The Khamas and South Africa’s shameful part in trying to stop the marriage

Review: Vivien Horler

Your People will be My People – the Ruth Khama Story, by Sue Grant-Marshall (Protea Book House)

ruth khamaThe story of the marriage of Seretse Khama, a Bechuana chief in waiting, and Lloyds of London clerk Ruth Williams, has been told many times, most recently in the film A United Kingdom which was released in South Africa in 2016.

Not only was Ruth’s father vehemently opposed to the wedding, which took place in 1948 in a London very different from the multicultural city of today, so were Khama’s uncle Tshekedi, regent of the powerful Bamangwato tribe, and the British government.

But one of the major themes of this compelling biography of Lady Khama, as she eventually became, was the wily behind-the-scenes involvement of the South African government in the entire affair. And it doesn’t emerge with honour.

In the late 1800s Bechuanaland, Basutholand and Swaziland, as they were then known, feared amalgamation into what became the Union of South Africa, and sent representatives to London to ask Queen Victoria to protect them from this fate. She agreed, and as a result they became known as British Protectorates.

But as late as the 1950s South Africa was still hoping to absorb the protectorates. And naturally the last thing DF Malan’s government wanted was to deal with a territory where the chief of the most powerful tribal grouping was married to a white woman.

South Africa was helped in its campaign by Sir Evelyn Baring, who was not only Britain’s high commissioner to South Africa, but also represented Britain in the protectorates. Baring played a major role in persuading the British government to do everything possible to prevent the marriage, including telling the vicar on the morning of the intended marriage that he was not free to conduct the ceremony.

The couple were eventually married in a registry office a couple of days later, leading to consternation in Britain, Bechuanaland and South Africa. The Bamangwato people eventually accepted the marriage, but South Africa did everything possible to lobby Britain to prevent the Khamas returning to the territory, and at one point the British government banned them from the protectorate for life. Later they were allowed to return, on condition that Khama renounced his claim to the chieftainship for himself and his heirs.

Taking their lead from the British government view of the marriage, many British officials working in Bechuanaland shunned the Khamas socially.
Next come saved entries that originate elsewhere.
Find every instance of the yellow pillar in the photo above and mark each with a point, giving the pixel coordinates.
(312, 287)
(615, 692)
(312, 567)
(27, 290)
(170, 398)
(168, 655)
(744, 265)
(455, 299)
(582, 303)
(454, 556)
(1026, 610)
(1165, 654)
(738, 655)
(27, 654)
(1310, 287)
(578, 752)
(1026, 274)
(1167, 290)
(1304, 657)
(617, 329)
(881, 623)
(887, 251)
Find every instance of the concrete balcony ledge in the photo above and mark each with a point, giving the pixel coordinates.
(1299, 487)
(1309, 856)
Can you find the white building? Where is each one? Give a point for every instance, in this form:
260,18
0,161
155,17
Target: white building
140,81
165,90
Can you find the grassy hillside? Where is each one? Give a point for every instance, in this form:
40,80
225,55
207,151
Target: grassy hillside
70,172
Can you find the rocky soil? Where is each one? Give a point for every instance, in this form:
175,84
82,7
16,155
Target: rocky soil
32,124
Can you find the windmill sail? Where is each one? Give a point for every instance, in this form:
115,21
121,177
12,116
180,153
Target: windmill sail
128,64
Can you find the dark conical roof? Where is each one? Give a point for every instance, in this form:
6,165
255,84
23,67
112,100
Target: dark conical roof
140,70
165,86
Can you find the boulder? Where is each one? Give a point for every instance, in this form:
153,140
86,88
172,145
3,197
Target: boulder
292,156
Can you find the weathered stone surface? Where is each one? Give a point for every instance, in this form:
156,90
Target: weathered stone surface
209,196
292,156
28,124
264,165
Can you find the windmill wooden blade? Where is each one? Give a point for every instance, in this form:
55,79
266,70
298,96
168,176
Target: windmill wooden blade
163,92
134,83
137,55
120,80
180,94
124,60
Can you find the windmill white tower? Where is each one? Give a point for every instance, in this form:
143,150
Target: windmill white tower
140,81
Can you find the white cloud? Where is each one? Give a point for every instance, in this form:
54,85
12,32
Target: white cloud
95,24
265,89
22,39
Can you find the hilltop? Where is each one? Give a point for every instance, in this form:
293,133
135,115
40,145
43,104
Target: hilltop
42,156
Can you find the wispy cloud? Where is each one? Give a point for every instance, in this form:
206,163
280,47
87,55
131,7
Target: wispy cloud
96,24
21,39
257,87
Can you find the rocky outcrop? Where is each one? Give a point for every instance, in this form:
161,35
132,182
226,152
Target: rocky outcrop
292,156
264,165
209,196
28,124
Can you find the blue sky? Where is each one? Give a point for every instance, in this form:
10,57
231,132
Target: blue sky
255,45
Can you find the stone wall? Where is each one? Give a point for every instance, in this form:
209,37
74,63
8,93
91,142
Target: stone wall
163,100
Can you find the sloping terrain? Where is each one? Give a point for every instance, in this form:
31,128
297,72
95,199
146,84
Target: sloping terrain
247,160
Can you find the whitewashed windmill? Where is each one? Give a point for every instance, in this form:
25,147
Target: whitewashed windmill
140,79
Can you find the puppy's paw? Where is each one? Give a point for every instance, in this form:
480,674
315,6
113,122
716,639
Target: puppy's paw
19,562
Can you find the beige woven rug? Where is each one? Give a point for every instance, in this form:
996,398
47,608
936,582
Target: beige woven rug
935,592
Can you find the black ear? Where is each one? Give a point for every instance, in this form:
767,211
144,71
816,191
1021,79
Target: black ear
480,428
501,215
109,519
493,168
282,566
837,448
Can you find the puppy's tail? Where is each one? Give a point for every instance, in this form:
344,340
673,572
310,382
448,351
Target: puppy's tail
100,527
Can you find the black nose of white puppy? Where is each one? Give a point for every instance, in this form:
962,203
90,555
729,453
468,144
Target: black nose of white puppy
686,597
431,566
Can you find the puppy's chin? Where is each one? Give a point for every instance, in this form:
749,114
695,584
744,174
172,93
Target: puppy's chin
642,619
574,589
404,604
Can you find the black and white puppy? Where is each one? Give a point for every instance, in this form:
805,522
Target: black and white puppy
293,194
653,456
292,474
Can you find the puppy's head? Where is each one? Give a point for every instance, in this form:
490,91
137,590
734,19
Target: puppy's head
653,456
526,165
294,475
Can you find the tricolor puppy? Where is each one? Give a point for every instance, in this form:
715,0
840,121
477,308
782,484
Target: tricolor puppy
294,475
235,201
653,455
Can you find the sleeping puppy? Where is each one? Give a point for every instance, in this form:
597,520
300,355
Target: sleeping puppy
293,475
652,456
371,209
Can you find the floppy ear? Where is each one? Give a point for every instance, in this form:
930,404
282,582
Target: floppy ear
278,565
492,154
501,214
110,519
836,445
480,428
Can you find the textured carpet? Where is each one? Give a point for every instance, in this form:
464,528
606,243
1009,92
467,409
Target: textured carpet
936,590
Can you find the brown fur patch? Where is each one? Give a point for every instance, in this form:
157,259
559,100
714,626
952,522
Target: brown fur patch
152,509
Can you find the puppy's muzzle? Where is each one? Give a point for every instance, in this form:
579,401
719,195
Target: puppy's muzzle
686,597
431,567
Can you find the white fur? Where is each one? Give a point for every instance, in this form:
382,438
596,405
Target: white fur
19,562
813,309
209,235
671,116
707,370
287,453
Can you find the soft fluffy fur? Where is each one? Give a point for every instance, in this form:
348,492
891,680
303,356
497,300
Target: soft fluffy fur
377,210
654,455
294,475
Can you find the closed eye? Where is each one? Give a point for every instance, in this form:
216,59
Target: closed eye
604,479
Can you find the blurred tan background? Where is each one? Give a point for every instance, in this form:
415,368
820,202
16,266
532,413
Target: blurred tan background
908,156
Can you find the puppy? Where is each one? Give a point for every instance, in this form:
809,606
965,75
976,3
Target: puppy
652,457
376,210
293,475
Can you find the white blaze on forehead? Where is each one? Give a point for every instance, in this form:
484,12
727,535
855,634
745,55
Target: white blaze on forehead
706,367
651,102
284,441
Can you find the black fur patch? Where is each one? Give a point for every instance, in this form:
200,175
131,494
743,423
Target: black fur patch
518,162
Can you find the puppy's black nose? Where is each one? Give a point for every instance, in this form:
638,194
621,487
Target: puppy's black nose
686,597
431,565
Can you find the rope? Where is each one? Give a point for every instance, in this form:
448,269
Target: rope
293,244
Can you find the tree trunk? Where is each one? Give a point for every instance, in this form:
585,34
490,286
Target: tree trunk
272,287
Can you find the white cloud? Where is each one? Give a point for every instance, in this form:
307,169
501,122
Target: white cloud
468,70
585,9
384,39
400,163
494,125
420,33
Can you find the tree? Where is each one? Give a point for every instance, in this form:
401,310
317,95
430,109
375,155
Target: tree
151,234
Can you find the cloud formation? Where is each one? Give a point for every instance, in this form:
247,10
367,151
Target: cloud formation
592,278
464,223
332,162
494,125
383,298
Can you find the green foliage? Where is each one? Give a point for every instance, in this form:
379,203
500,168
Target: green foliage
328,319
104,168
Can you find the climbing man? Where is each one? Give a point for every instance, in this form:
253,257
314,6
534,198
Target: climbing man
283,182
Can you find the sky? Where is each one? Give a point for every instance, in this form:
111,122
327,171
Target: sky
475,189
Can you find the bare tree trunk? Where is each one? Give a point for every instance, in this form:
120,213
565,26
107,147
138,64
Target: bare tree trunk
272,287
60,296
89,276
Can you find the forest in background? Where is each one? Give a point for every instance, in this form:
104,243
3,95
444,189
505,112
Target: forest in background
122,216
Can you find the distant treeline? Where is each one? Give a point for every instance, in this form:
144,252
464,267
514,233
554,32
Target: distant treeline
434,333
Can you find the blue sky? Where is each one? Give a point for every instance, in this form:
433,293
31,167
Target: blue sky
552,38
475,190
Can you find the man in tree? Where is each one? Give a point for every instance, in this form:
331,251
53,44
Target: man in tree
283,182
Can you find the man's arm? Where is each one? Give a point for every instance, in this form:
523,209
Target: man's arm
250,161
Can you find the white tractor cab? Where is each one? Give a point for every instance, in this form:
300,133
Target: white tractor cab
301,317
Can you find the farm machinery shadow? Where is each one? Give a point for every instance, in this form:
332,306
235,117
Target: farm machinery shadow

This was not a major hardship for Seretse, but was tough on Ruth who had exchanged a busy life in London for a large dusty village which had none of the amenities she was used to and to whose people she was unable to speak because of the language barrier.

Behind South Africa’s attitude, the British government was told, was the fact “the very existence of white settlement in these territories depended, in view of the numerical inferiority and defencelessness of the white population, upon the principle that the native mind regarded the white woman as inviolable”.

The Transvaler wrote in a leading article that the British government “must know that there is no room or role for a native with a white wife and coloured child in the territories surrounding the Union”.

Seretse questioned whether the British government “was prepared to sacrifice the friendship of 60 million Africans for the doubtful friendship of Union Prime Minister Dr Malan”, but it was clear that in fact the British government was. This was partly due to the fact Britain very much did not want South Africa, her staunch ally in the recent World War II, to leave the Commonwealth, and partly to the strong personal relationship between Winston Churchill and Jan Smuts.

It was a shameful episode for all concerned – except the couple at the centre of the storm who behaved throughout with courage and grace. And as we know, the story eventually had a happy ending, with Seretse becoming the first president of an independent Botswana, and Ruth the country’s beloved first lady

Sue Grant-Marshall, a former reporter with the Cape Argus, grew up partly in Bechuanaland where her father, Peter Cardross, was a district commissioner. He worked in the Khama’s home village of Serowe, among other places, and became friends with the Khamas.

This gave Grant-Marshall the access to Ruth for the interviews on which much of this book is based. It was finished around 1984, and then languished for want of a publisher. Some felt the story was too romantic, others too political, and one London publisher told her no one was interested anyway.

But now Protea Books has published it and it is well worth reading, not only for the romance and the politics, but also for a glimpse into the history of the time.

Grant-Marshall says of Seretse: “I thought he was incredible, with a wonderful sense of humour, no bitterness and a gorgeous personality.

“But I was much closer to Ruth, especially after Seretse died. She became like a second mother to me. She had a sharp wit, was incredibly intelligent, and as a young woman was beautiful. And when I think of her, the word that comes to mind is courage.”

Sadly, Ruth did not lived to see the book’s publication as she died in 2002. But Grant-Marshall is “over the moon” that her work has finally been recognised, and feels that she has been true to the passion that both she and Ruth put into it.

  • A version of this review appeared in Weekend Argus on Sunday on February 17, 2019.